PÄRT Stabat Mater (Ross)
View record and artist detailsRecord and Artist Details
Composer or Director: Graham Ross
Genre:
Vocal
Label: Harmonia Mundi
Magazine Review Date: 06/2020
Media Format: CD or Download
Media Runtime: 80
Mastering:
DDD
Catalogue Number: HMM90 5323
Tracks:
Composition | Artist Credit |
---|---|
Miserere |
James MacMillan, Composer
Clare College Choir, Cambridge Graham Ross, Composer |
Da pacem Domine |
Arvo Pärt, Composer
Clare College Choir, Cambridge Graham Ross, Composer |
Magnificat |
Arvo Pärt, Composer
Clare College Choir, Cambridge Graham Ross, Composer |
Nunc Dimittis |
Arvo Pärt, Composer
Clare College Choir, Cambridge Graham Ross, Composer |
Stabat Mater |
Arvo Pärt, Composer
Clare College Choir, Cambridge Dmitri Ensemble Graham Ross, Composer |
(The) Woman with the Alabaster Box |
Arvo Pärt, Composer
Clare College Choir, Cambridge Graham Ross, Composer |
Plainscapes (Lîdzenuma ainavas) |
Peteris Vasks, Composer
Clare College Choir, Cambridge Graham Ross, Composer Jamie Campbell, Violin Oliver Coates, Cello |
Author: Andrew Mellor
This is a focused and absorbing programme, splicing choral works by Pärt with Vasks’s Plainscapes and MacMillan’s Magnificat. It finds the Clare College Choir a long way from its boxy, enunciation-sharpening home acoustic (the listed venues are Ely Cathedral’s Lady Chapel and All Hallows, Gospel Oak), which must have been liberating but poses a whole new set of questions. The highlight is Pärt’s 27-minute Stabat mater, whose meditative arc roots both singers and players more into a form of collective expression, one that strikes a workable deal between solemnity and event and which uses the acoustic respectfully to its advantage.

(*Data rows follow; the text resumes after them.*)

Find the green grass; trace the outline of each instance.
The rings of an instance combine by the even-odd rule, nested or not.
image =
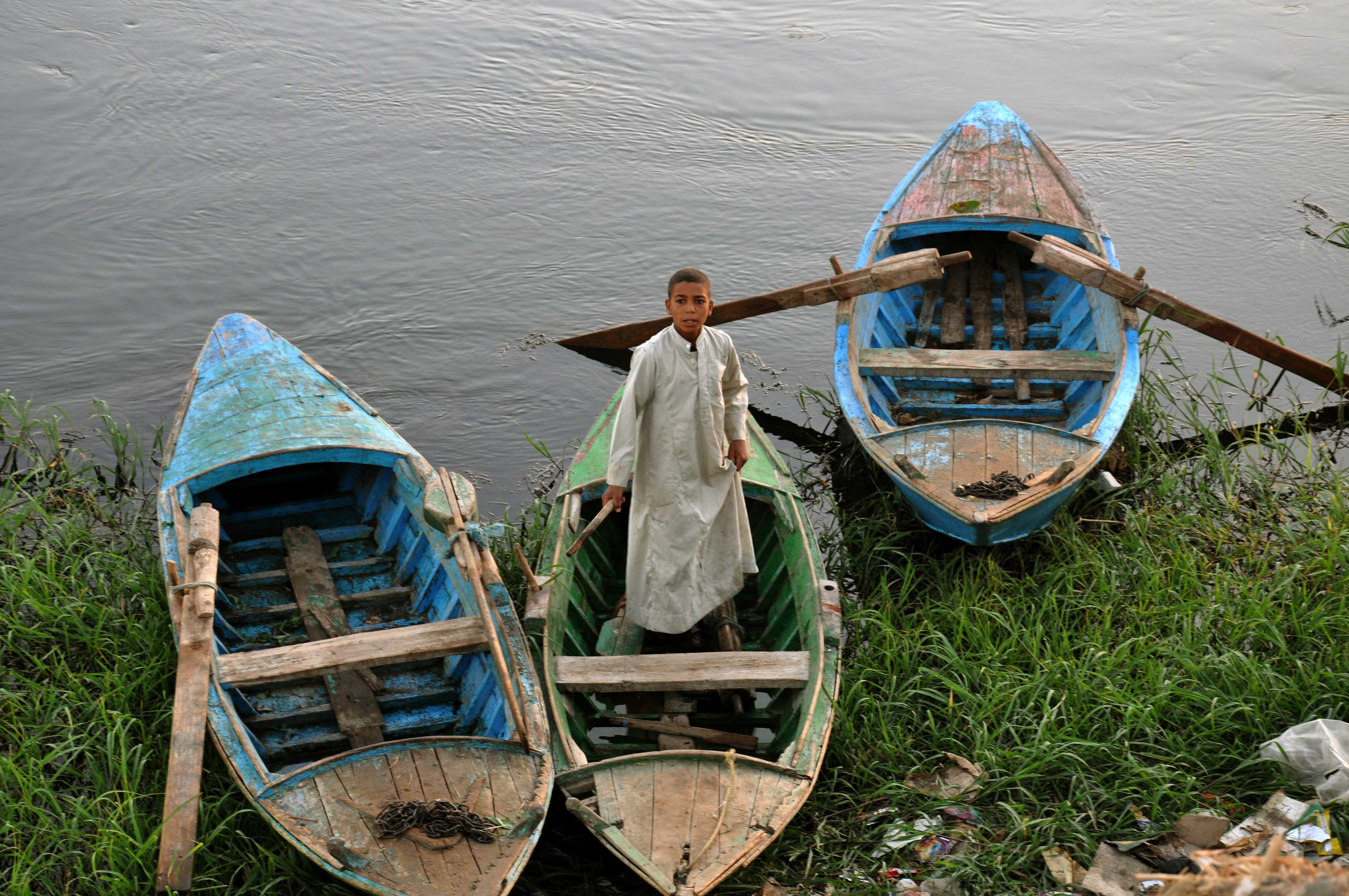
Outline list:
[[[1253,761],[1261,741],[1349,718],[1337,433],[1159,452],[1226,425],[1228,393],[1259,391],[1232,371],[1186,379],[1157,363],[1167,349],[1151,347],[1171,372],[1149,375],[1112,457],[1126,487],[1081,495],[1024,541],[928,533],[851,449],[801,464],[803,487],[834,511],[823,545],[851,596],[843,688],[813,796],[723,892],[768,876],[885,892],[880,869],[920,865],[911,850],[873,858],[866,815],[939,810],[902,781],[952,752],[987,769],[982,824],[971,851],[923,873],[1029,896],[1052,884],[1041,849],[1087,864],[1102,839],[1136,831],[1130,804],[1163,824],[1259,806],[1287,785]],[[142,491],[156,443],[96,410],[93,439],[62,441],[70,421],[0,397],[0,891],[20,896],[144,893],[156,858],[174,668]],[[538,537],[536,513],[522,524]],[[209,750],[204,792],[198,889],[351,892],[274,837]],[[517,892],[641,885],[554,804]]]

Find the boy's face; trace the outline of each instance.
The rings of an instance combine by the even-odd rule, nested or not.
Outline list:
[[[696,339],[712,313],[712,297],[703,283],[674,283],[665,310],[674,318],[674,329],[681,336]]]

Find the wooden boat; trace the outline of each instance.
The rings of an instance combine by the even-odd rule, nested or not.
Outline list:
[[[838,695],[842,609],[791,474],[750,418],[741,475],[759,573],[733,599],[741,650],[711,632],[700,649],[653,632],[619,636],[604,650],[616,656],[596,656],[623,595],[629,514],[567,552],[600,510],[621,395],[552,507],[540,563],[553,579],[536,646],[567,807],[657,891],[692,896],[753,861],[809,795]]]
[[[210,332],[167,441],[166,575],[167,561],[188,568],[193,507],[220,513],[208,725],[248,800],[291,846],[367,892],[507,892],[553,788],[546,714],[491,553],[469,548],[491,627],[447,559],[438,529],[459,530],[445,524],[444,479],[246,314]],[[472,486],[448,479],[472,518]],[[175,605],[175,627],[182,613]],[[464,804],[499,827],[490,842],[421,829],[380,838],[375,816],[406,800]]]
[[[1082,189],[1001,103],[978,103],[913,166],[863,267],[969,250],[940,281],[839,302],[834,383],[858,440],[924,524],[970,544],[1048,522],[1110,448],[1139,389],[1137,316],[1029,260],[1052,233],[1117,267]],[[1008,471],[1024,491],[955,491]]]

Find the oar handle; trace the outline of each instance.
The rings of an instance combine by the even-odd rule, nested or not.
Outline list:
[[[478,602],[478,615],[483,621],[484,634],[487,634],[487,648],[492,654],[492,665],[496,667],[496,677],[500,679],[502,692],[506,695],[506,706],[510,708],[511,721],[519,733],[519,742],[529,749],[529,727],[525,725],[525,714],[521,712],[519,700],[515,696],[515,676],[511,675],[506,664],[506,650],[502,648],[500,633],[496,630],[496,613],[491,600],[487,599],[487,588],[483,584],[483,572],[478,563],[478,548],[464,529],[464,515],[459,510],[459,497],[455,494],[455,483],[449,480],[449,472],[440,468],[440,483],[449,498],[449,510],[455,515],[455,559],[459,560],[459,571],[468,579],[468,587]]]
[[[595,534],[595,530],[599,529],[599,524],[604,522],[604,517],[607,517],[612,511],[614,511],[612,501],[600,507],[599,513],[595,514],[595,518],[590,521],[590,525],[585,526],[585,529],[583,529],[579,536],[576,536],[576,541],[573,541],[572,547],[567,549],[567,556],[575,557],[576,552],[581,549],[583,544],[585,544],[585,540],[590,538],[592,534]]]
[[[1136,279],[1117,271],[1103,258],[1093,255],[1081,246],[1074,246],[1052,235],[1036,240],[1016,231],[1008,233],[1008,239],[1035,250],[1031,260],[1036,264],[1043,264],[1085,286],[1094,286],[1106,296],[1120,300],[1124,305],[1140,308],[1161,320],[1188,327],[1210,339],[1264,359],[1275,367],[1282,367],[1290,374],[1302,376],[1323,389],[1340,393],[1341,395],[1349,395],[1349,386],[1345,385],[1338,371],[1330,364],[1319,362],[1315,358],[1309,358],[1287,345],[1280,345],[1272,339],[1252,333],[1249,329],[1237,327],[1232,321],[1210,314],[1202,308],[1197,308],[1170,293],[1155,289],[1143,279]]]

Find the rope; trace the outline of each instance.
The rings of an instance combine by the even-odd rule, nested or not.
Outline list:
[[[735,634],[741,636],[742,638],[745,637],[745,627],[731,617],[718,617],[716,619],[712,621],[714,634],[716,633],[718,629],[726,629],[726,627],[734,629]]]
[[[455,834],[464,834],[479,843],[491,843],[496,839],[495,830],[500,824],[492,824],[478,812],[469,812],[463,803],[449,800],[407,800],[406,803],[390,803],[379,810],[375,816],[375,827],[379,835],[398,837],[414,827],[426,831],[426,837],[444,838]]]
[[[731,797],[735,796],[735,749],[734,748],[726,750],[726,766],[731,769],[731,783],[726,788],[726,800],[722,803],[722,811],[718,812],[718,815],[716,815],[716,827],[712,829],[712,834],[707,838],[707,842],[703,843],[703,849],[697,850],[697,856],[695,856],[693,861],[691,861],[688,864],[688,868],[684,869],[685,874],[689,870],[692,870],[693,868],[697,866],[697,862],[703,858],[703,854],[707,851],[707,847],[711,846],[712,841],[716,839],[716,835],[722,833],[722,824],[726,823],[726,810],[730,808],[730,806],[731,806]]]
[[[188,588],[214,588],[216,594],[224,594],[214,582],[183,582],[173,587],[174,591],[186,591]]]

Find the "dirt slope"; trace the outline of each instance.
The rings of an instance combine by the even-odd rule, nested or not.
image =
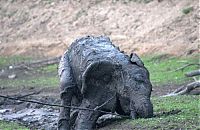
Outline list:
[[[56,56],[107,35],[128,53],[198,53],[198,0],[1,0],[0,55]],[[183,9],[192,7],[188,14]]]

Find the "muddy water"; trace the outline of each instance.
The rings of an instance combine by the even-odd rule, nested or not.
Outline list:
[[[26,108],[17,112],[12,109],[0,109],[0,120],[15,121],[30,128],[56,130],[58,110]]]

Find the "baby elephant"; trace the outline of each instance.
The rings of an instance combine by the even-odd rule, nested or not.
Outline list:
[[[133,119],[153,116],[148,70],[136,54],[125,55],[107,37],[74,41],[62,56],[58,73],[62,105],[117,112]],[[70,111],[61,108],[59,130],[70,130],[72,122],[75,130],[91,130],[104,114],[79,110],[75,121],[70,121]]]

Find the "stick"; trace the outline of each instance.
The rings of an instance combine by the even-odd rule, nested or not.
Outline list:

Perhaps the more consistent tone there comes, in part, from the fact that the SAT scoring draws the tenors up into a lighter, higher place than down the other way; in The Woman with the Alabaster Box and elsewhere (and in the Stabat’s ‘Fac ut portem’) the male singers can upset the balance and curdle the blend, particularly in the big chords of the MacMillan, where the ensemble sounds most like a small student chapel choir relying on a reverberant acoustic for assistance (and the male singers ham up the chants where the female ones don’t).
The choir shows the best of its blends in Pärt’s clean, triadic architecture – sopranos on point in the Magnificat, with clear colours from the whole ensemble in the Nunc dimittis (and a breathtaking depiction of the work’s sudden shard of blazing light) and real meaning in the gentle undulation, kept in check, of Da pacem, Domine. Drones are pure and steady; cloud-like chords are placed surely but atmospherically in the acoustic’s recessed spaces. But the acoustic set-up of Vasks’s Plainscapes is frustrating, the far horizon weakened by the close proximity of the strings, which cruelly renders the violin solo workaday. The climax is also far more effective and structurally fitting when delivered more firmly but less frenzied. But while there might be more authoritative performances of each of these works available, nowhere are they ranged as thoughtfully on disc as here.